Re: [PATCH v3 00/21] TDX host kernel support

Dan Williams <dan.j.williams@xxxxxxxxx> · Fri, 29 Apr 2022 10:48:06 -0700

On Fri, Apr 29, 2022 at 10:18 AM Dave Hansen <dave.hansen@xxxxxxxxx> wrote:
>
> On 4/29/22 08:18, Dan Williams wrote:
> > Yes, I want to challenge the idea that all core-mm memory must be TDX
> > capable. Instead, this feels more like something that wants a
> > hugetlbfs / dax-device like capability to ask the kernel to gather /
> > set-aside the enumerated TDX memory out of all the general purpose
> > memory it knows about and then VMs use that ABI to get access to
> > convertible memory.
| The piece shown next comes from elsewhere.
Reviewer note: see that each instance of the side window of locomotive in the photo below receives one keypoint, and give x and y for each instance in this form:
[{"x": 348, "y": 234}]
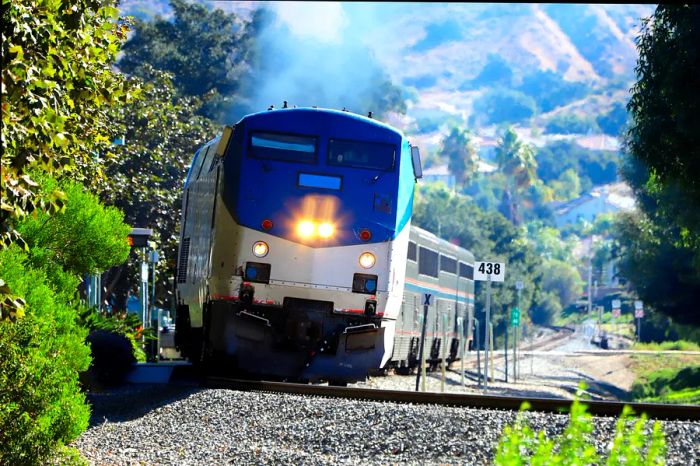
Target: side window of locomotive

Trying to ensure that all page allocator memory is
> > TDX capable feels too restrictive with all the different ways pfns can
> > get into the allocator.
>
> The KVM users are the problem here.  They use a variety of ABIs to get
> memory and then hand it to KVM.  KVM basically just consumes the
> physical addresses from the page tables.
>
> Also, there's no _practical_ problem here today.  I can't actually think
> of a case where any memory that ends up in the allocator on today's TDX
> systems is not TDX capable.
>
> Tomorrow's systems are going to be the problem.  They'll (presumably)
> have a mix of CXL devices that will have varying capabilities.  Some
> will surely lack the metadata storage for checksums and TD-owner bits.
> TDX use will be *safe* on those systems: if you take this code and run
> it on one tomorrow's systems, it will notice the TDX-incompatible memory
> and will disable TDX.
>
> The only way around this that I can see is to introduce ABI today that
> anticipates the needs of the future systems.  We could require that all
> the KVM memory be "validated" before handing it to TDX.  Maybe a new
> syscall that says: "make sure this mapping works for TDX".  It could be
> new sysfs ABI which specifies which NUMA nodes contain TDX-capable memory.

Yes, node-id seems the only reasonable handle that can be used, and it
does not seem too onerous for a KVM user to have to set a node policy
preferring all the TDX / confidential-computing capable nodes.

> But, neither of those really help with, say, a device-DAX mapping of
> TDX-*IN*capable memory handed to KVM.  The "new syscall" would just
> throw up its hands and leave users with the same result: TDX can't be
> used.  The new sysfs ABI for NUMA nodes wouldn't clearly apply to
> device-DAX because they don't respect the NUMA policy ABI.

They do have "target_node" attributes to associate node specific
metadata, and could certainly express target_node capabilities in its
own ABI. Then it's just a matter of making pfn_to_nid() do the right
thing so KVM kernel side can validate the capabilities of all inbound
pfns.

> I'm open to ideas here.  If there's a viable ABI we can introduce to
> train TDX users today that will work tomorrow too, I'm all for it.

In general, expressing NUMA node perf and node capabilities is
something Linux needs to get better at. HMAT data for example still
exists as sideband information ignored by numactl, but it feels
inevitable that perf and capability details become more of a first
class citizen for applications that have these mem-allocation-policy
constraints in the presence of disparate memory types.